Introduction
Since its post-positivist intersection with culture in the 1960s, sociological theory has taken myriad forms. Longstanding concerns have returned in new form, as a deeper and more detailed understanding of the symbolic has reorganized attempts to theorize social action and social structure. After the structuralist moment, sociological theorists have returned to praxis in its various forms: habitus, structuration, communicative action. The overarching narrative has been: “after the text, practices,” as if by returning to praxis we can return to the real, the political, and the individual.
This move to pragmatics has, often covertly, undercut the attempt to take culture seriously, to analyze the thickness and depth of symbolic structures. Against this tide, the strong program in cultural sociology has continued to emphasize the autonomy of culture and the usefulness of the textual metaphor for understanding it, and remained unwilling to commit to a crude version of the meaning-as-use theorem.

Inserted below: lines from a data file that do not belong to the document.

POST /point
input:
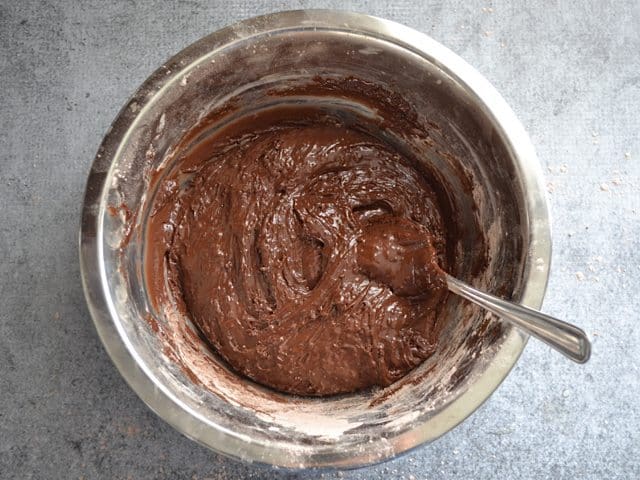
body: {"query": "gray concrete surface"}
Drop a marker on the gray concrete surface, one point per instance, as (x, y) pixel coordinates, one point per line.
(570, 70)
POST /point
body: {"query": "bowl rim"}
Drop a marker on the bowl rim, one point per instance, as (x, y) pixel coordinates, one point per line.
(222, 440)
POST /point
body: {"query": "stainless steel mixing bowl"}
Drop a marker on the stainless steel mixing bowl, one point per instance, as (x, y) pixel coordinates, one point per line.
(187, 385)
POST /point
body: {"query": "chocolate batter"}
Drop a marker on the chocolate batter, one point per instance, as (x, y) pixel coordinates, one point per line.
(272, 235)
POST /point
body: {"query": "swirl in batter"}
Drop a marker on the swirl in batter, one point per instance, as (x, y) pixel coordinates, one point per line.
(256, 235)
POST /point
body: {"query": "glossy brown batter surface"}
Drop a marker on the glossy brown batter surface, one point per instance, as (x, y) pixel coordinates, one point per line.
(267, 235)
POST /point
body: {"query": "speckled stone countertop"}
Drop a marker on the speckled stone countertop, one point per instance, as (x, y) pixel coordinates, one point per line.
(570, 72)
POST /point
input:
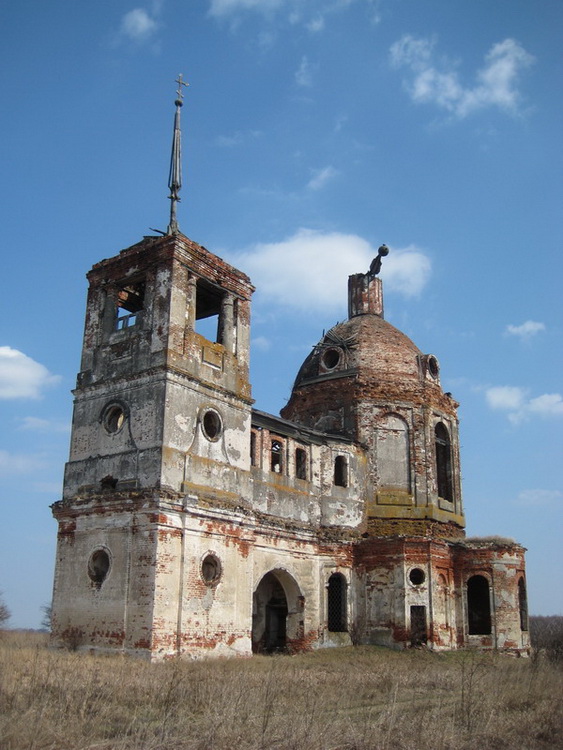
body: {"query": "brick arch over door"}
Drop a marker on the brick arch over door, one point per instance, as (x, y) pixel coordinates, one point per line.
(277, 612)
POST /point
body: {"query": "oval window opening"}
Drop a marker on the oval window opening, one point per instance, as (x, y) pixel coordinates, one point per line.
(212, 425)
(417, 576)
(98, 566)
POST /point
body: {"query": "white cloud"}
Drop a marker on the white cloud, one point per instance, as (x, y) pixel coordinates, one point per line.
(14, 463)
(495, 82)
(519, 407)
(304, 74)
(21, 376)
(539, 497)
(321, 177)
(309, 270)
(526, 330)
(138, 25)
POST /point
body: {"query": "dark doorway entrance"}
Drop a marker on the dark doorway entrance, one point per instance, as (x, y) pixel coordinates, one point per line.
(418, 626)
(269, 618)
(336, 603)
(478, 606)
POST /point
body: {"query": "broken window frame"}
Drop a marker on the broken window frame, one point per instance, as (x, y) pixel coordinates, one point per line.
(523, 604)
(340, 477)
(444, 469)
(130, 300)
(277, 459)
(301, 462)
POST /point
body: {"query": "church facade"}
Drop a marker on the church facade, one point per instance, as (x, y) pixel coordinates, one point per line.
(192, 524)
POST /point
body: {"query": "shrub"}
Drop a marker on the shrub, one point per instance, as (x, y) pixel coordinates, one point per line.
(546, 634)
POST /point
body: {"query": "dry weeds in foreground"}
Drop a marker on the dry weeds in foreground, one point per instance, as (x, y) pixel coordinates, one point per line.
(339, 699)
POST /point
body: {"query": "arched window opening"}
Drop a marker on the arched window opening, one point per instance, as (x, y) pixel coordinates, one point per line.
(276, 456)
(341, 471)
(253, 456)
(419, 634)
(478, 606)
(300, 463)
(130, 302)
(336, 604)
(393, 454)
(443, 463)
(523, 604)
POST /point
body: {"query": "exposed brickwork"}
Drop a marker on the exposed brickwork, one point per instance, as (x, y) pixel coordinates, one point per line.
(193, 525)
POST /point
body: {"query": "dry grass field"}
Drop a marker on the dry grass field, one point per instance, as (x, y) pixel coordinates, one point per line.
(363, 698)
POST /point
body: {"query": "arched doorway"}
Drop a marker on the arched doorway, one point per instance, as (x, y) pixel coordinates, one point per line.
(277, 613)
(478, 606)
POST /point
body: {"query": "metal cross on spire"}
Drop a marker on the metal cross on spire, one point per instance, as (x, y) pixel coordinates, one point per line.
(175, 175)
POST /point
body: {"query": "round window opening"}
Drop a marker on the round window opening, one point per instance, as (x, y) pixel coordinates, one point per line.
(114, 419)
(210, 569)
(212, 425)
(433, 366)
(98, 566)
(417, 576)
(331, 358)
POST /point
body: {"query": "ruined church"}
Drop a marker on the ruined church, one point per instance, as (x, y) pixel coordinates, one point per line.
(193, 524)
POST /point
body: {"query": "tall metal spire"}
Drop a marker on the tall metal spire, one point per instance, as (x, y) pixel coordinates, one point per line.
(175, 175)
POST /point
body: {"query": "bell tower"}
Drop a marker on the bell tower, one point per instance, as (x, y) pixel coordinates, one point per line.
(157, 401)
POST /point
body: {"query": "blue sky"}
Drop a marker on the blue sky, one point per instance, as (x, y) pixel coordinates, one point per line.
(312, 133)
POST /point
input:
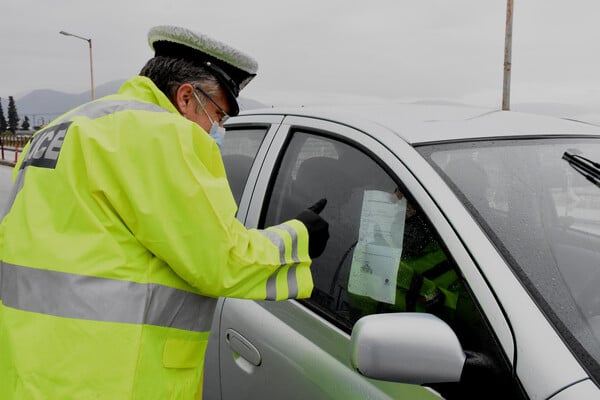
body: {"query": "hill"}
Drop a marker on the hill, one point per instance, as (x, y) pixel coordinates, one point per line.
(43, 105)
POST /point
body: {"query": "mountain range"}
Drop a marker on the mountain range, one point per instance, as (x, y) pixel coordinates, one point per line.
(43, 105)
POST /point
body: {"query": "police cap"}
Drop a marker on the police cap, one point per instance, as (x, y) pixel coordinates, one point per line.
(232, 68)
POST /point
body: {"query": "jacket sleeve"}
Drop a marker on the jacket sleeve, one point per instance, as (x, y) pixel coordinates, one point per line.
(170, 189)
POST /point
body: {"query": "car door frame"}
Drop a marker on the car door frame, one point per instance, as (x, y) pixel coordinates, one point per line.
(481, 264)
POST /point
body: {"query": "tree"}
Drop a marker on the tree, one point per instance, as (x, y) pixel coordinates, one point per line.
(25, 124)
(3, 125)
(13, 117)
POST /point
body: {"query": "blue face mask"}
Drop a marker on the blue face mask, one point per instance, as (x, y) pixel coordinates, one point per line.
(217, 133)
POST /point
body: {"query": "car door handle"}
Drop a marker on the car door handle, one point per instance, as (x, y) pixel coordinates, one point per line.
(242, 347)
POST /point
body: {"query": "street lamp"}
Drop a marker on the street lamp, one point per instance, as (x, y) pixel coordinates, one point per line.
(91, 65)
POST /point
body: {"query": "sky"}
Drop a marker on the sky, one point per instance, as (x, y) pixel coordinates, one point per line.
(319, 51)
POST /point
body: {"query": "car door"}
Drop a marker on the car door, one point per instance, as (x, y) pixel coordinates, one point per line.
(301, 349)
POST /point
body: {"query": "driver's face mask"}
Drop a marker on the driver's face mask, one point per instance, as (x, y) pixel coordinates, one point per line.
(217, 132)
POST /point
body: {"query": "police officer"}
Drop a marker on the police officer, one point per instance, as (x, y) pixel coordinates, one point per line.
(121, 233)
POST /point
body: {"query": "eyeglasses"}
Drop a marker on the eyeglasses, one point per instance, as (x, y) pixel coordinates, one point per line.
(223, 117)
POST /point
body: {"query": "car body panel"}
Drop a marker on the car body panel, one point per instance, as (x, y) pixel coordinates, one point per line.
(304, 355)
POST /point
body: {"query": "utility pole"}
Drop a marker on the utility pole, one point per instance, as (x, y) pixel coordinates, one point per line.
(89, 40)
(507, 56)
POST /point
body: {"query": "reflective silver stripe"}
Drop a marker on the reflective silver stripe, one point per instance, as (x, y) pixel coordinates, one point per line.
(277, 240)
(292, 282)
(294, 236)
(101, 299)
(272, 287)
(17, 185)
(101, 108)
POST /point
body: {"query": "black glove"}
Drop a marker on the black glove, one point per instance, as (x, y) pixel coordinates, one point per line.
(318, 228)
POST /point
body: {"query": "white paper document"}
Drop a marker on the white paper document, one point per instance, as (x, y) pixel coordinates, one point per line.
(376, 258)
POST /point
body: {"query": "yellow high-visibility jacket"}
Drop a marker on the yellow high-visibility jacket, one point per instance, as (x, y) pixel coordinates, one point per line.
(120, 234)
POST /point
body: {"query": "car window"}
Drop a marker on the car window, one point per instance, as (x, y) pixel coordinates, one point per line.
(383, 254)
(239, 150)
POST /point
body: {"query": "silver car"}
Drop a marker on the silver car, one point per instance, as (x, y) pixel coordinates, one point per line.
(463, 262)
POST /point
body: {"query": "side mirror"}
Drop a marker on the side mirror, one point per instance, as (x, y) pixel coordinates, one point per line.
(413, 348)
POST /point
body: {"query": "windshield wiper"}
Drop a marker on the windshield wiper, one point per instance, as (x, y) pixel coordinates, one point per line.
(588, 168)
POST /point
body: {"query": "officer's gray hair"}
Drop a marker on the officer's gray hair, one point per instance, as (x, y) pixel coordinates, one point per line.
(169, 73)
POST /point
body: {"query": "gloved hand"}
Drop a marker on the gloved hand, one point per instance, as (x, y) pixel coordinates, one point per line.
(318, 228)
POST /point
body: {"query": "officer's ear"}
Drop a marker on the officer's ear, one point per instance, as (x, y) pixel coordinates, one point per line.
(184, 99)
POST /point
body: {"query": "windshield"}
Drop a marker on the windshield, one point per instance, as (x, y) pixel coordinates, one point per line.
(543, 214)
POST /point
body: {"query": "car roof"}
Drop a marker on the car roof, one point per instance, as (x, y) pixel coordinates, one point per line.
(419, 123)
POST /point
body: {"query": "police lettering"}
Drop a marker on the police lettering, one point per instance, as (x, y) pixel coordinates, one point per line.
(45, 147)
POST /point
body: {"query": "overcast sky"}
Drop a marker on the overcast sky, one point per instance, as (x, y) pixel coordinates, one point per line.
(381, 49)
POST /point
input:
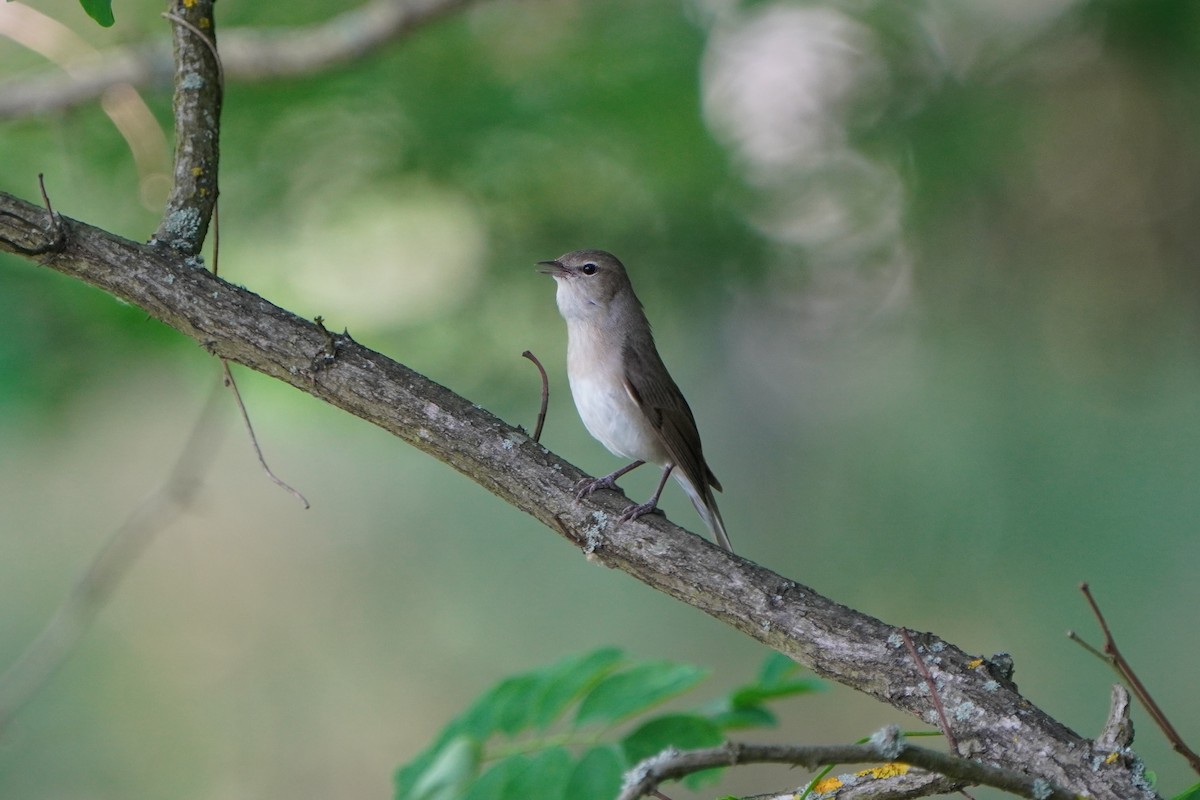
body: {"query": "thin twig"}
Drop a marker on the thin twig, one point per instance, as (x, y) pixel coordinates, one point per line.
(1125, 669)
(933, 690)
(203, 37)
(545, 395)
(1107, 659)
(887, 746)
(245, 415)
(101, 577)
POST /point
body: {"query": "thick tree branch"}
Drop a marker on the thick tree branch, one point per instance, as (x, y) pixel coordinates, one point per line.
(247, 54)
(989, 719)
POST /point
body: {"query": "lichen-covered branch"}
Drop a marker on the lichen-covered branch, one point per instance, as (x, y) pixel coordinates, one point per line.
(990, 721)
(887, 746)
(198, 95)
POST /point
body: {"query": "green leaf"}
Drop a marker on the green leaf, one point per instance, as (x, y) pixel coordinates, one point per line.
(775, 679)
(599, 774)
(775, 668)
(1189, 794)
(678, 731)
(565, 680)
(636, 689)
(493, 785)
(748, 716)
(544, 776)
(443, 774)
(504, 708)
(100, 10)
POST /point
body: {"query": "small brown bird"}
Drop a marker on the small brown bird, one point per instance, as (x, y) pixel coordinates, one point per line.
(623, 391)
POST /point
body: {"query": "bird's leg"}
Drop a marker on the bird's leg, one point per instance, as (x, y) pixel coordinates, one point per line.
(635, 511)
(589, 485)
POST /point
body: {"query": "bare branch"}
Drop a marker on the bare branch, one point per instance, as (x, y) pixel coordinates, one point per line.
(247, 55)
(545, 395)
(198, 94)
(253, 439)
(1127, 673)
(933, 690)
(991, 721)
(885, 746)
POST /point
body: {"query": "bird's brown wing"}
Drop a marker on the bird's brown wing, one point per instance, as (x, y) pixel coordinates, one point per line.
(667, 410)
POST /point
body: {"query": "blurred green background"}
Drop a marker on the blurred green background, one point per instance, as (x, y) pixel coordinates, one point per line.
(927, 272)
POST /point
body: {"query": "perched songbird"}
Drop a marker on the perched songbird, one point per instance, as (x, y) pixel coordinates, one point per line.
(624, 394)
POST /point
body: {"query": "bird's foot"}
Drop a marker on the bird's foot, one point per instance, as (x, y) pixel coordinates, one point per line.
(589, 485)
(641, 510)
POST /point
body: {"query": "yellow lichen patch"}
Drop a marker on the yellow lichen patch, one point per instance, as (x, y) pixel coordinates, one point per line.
(885, 770)
(828, 785)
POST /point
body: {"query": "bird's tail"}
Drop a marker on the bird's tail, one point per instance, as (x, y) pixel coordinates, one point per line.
(706, 506)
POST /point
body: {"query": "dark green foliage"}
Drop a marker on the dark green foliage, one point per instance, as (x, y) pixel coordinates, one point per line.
(100, 10)
(1189, 794)
(502, 746)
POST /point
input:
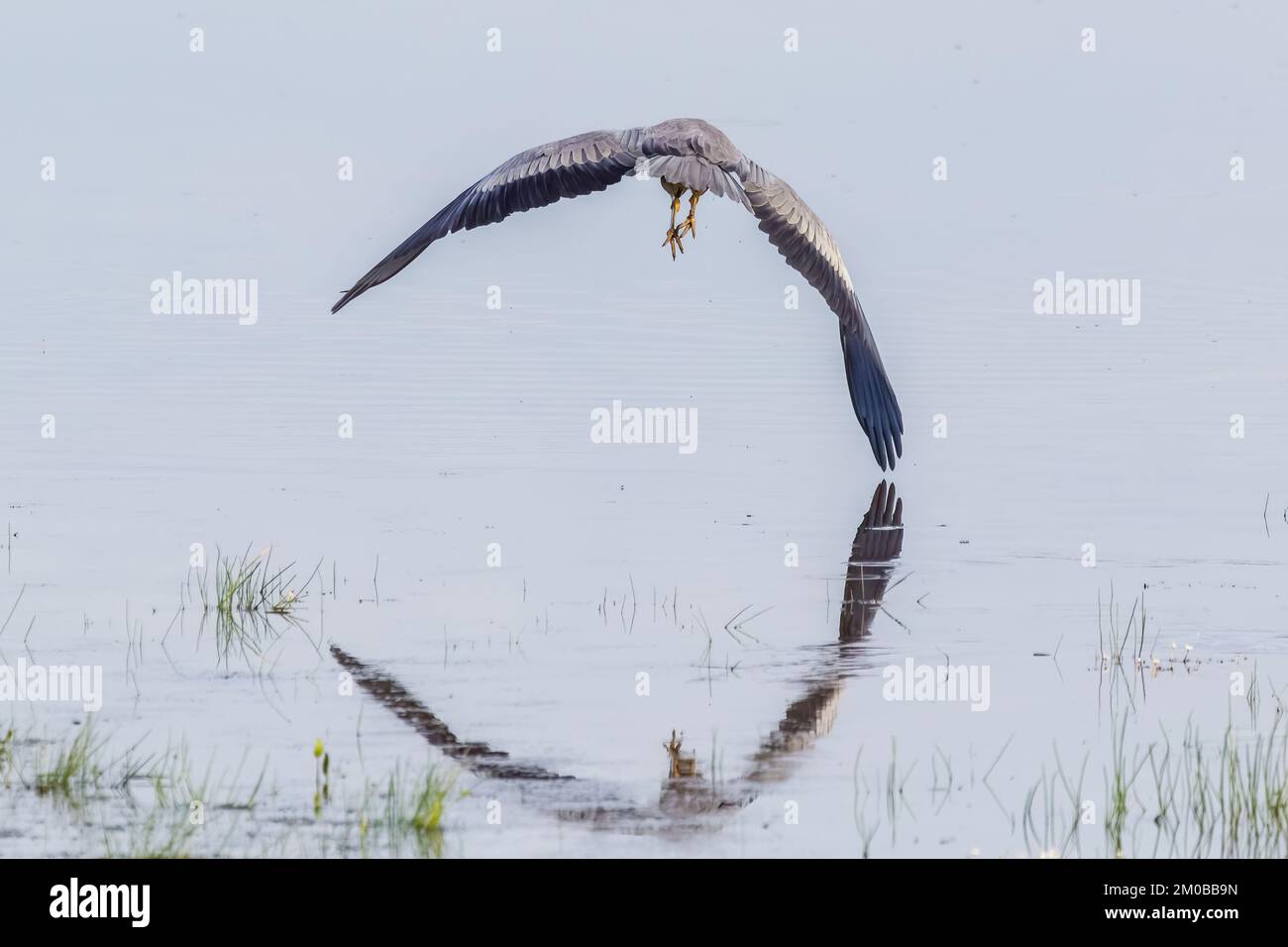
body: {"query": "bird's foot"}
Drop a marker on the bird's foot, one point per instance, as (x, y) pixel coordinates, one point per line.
(673, 240)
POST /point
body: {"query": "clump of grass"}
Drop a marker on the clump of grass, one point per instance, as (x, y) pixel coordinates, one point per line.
(415, 809)
(321, 779)
(7, 758)
(250, 585)
(249, 592)
(75, 770)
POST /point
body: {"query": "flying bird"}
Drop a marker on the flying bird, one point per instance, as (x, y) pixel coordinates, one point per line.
(687, 157)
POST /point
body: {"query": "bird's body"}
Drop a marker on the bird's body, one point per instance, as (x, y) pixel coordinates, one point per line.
(687, 155)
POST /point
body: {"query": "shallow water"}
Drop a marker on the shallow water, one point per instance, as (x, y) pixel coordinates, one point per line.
(471, 427)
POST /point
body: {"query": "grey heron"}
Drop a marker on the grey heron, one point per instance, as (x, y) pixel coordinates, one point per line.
(687, 155)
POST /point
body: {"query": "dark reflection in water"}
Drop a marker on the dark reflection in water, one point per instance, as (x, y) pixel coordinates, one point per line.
(687, 797)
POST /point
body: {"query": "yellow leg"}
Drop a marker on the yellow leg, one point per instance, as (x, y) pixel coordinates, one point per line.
(690, 226)
(673, 236)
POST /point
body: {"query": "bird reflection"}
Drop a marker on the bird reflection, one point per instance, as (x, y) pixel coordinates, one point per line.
(687, 796)
(876, 547)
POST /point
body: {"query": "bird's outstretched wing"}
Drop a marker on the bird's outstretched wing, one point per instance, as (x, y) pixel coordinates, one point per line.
(533, 178)
(809, 249)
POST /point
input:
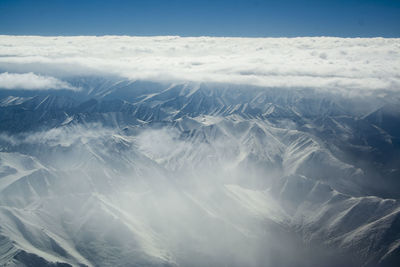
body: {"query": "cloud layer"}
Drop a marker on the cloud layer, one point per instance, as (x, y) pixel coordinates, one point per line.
(31, 81)
(325, 62)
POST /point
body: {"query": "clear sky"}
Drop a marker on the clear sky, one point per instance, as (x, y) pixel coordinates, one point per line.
(261, 18)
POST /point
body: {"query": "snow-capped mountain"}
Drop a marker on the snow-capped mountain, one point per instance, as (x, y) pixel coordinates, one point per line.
(140, 173)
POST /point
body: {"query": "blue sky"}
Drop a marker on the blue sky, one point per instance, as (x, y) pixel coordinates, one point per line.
(344, 18)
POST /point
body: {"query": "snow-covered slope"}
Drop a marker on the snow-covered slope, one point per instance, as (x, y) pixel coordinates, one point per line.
(126, 173)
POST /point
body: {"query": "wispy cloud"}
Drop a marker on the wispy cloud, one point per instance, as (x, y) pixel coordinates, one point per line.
(31, 81)
(324, 63)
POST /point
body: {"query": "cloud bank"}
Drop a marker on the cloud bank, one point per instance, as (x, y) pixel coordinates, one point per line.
(324, 62)
(31, 81)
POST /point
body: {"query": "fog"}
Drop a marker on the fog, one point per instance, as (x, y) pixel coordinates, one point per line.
(150, 195)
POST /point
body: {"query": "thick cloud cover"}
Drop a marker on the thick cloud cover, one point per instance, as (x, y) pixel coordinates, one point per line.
(325, 62)
(31, 81)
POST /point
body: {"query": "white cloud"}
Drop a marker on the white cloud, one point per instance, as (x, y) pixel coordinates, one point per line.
(31, 81)
(325, 62)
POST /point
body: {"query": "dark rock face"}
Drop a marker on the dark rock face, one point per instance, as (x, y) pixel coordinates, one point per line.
(151, 174)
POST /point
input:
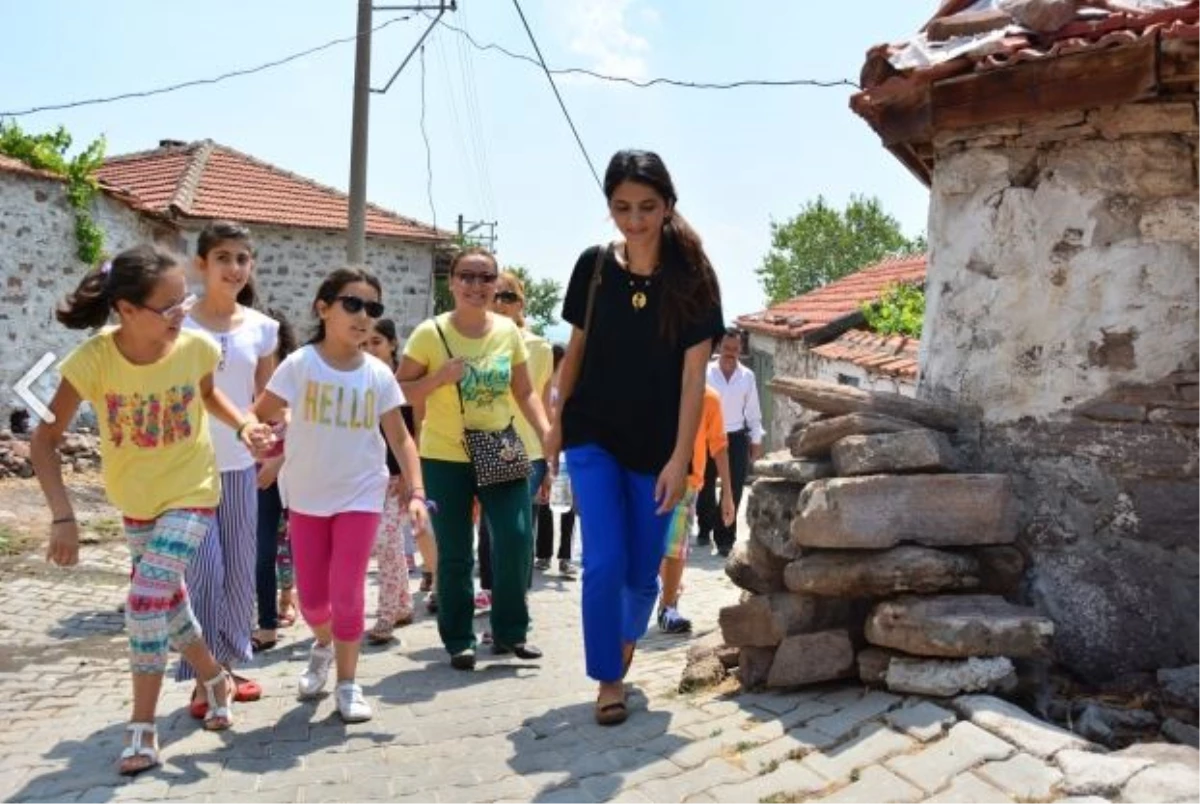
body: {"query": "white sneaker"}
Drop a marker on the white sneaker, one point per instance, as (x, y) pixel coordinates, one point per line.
(351, 703)
(312, 681)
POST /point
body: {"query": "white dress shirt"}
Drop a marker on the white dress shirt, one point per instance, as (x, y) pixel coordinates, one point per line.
(739, 400)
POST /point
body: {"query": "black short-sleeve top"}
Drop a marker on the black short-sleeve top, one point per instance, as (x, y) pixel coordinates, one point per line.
(627, 394)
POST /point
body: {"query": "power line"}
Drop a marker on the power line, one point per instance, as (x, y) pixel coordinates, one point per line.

Now, however, cultural sociology has turned to the questions of contingency, agency, and creativity; in other words, it has taken up “cultural pragmatics,” thus answering the call to theorize action without reducing meaning.
Part of this project has been the delineation of a general analytic schema of social performance, which, drawing upon theatre studies, analytic philosophy, and dramaturgical sociology, provides a framework for interpreting events in terms of what it takes to make meaning walk and talk.